By celticknot
Posted in England | Tags : England, King Æthelred, St Brice Massacre, Viking
A sad day in Medieval England history – 13th November, 1002 AD – the St Brice Massacre took place; it was ordered by King Æthelred of England which renewed the conflict with the Danes and eventually led to the loss of his throne.
The Danes had long troubled England, but by 1002 an uneasy co-existence had been arrived at. Æthelred was paying protection money – Danegeld – to Sweyn Forkbeard, the King of a Viking super-state of Norway, Sweden and Denmark. Sweyn had left hostages against his good behaviour. But demands from other Vikings troubled the English King, and the number of Danish settlers was increasing yearly.
Æthelred’s solution was an attempt to engineer the slaughter of all Danes in England, “like weeds in the wheat” according to his decree.
Whole settler villages were wiped out. Oxford saw the burning of St Frideswide’s church where fleeing Danes had sought sanctuary. Those attempting to escape were cut down outside, the rest burned in the church.
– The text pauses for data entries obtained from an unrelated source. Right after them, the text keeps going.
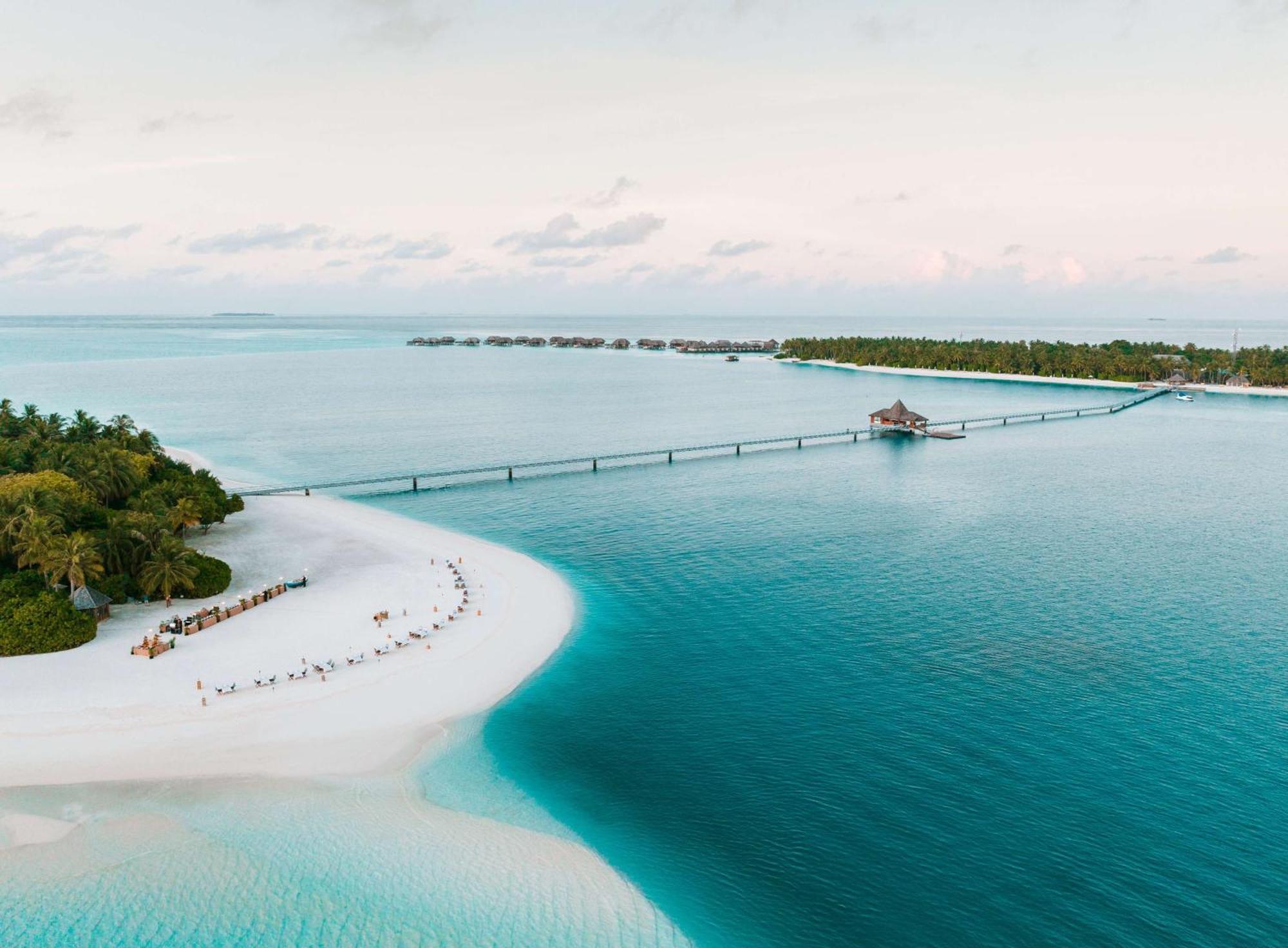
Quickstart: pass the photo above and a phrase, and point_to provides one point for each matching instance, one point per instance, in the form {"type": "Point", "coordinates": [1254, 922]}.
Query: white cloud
{"type": "Point", "coordinates": [612, 196]}
{"type": "Point", "coordinates": [1226, 256]}
{"type": "Point", "coordinates": [37, 113]}
{"type": "Point", "coordinates": [176, 120]}
{"type": "Point", "coordinates": [564, 232]}
{"type": "Point", "coordinates": [430, 249]}
{"type": "Point", "coordinates": [566, 261]}
{"type": "Point", "coordinates": [274, 236]}
{"type": "Point", "coordinates": [731, 249]}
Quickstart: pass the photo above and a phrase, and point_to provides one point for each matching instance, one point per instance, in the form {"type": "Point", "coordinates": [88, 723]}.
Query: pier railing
{"type": "Point", "coordinates": [593, 462]}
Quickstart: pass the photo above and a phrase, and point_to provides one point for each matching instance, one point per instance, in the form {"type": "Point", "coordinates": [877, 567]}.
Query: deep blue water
{"type": "Point", "coordinates": [1022, 688]}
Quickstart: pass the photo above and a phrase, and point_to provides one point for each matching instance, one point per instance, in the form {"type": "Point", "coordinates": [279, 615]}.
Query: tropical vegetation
{"type": "Point", "coordinates": [102, 506]}
{"type": "Point", "coordinates": [1121, 361]}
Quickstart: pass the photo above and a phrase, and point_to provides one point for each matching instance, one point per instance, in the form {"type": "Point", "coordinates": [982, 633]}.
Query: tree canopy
{"type": "Point", "coordinates": [86, 503]}
{"type": "Point", "coordinates": [1121, 360]}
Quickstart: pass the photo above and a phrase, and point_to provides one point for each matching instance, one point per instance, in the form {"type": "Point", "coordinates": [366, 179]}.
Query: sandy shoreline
{"type": "Point", "coordinates": [100, 714]}
{"type": "Point", "coordinates": [1034, 379]}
One of the hostages left by Forkbeard, Gunnhild, possibly his sister, or perhaps just an unlucky Viking noble-woman, was also murdered. Whatever her status, she was to be revenged by Forkbeard, who in the following year arrived with a huge fleet to raid and ravage the country. The Vikings only departed when a famine of which they were a major cause hit the land in 1005.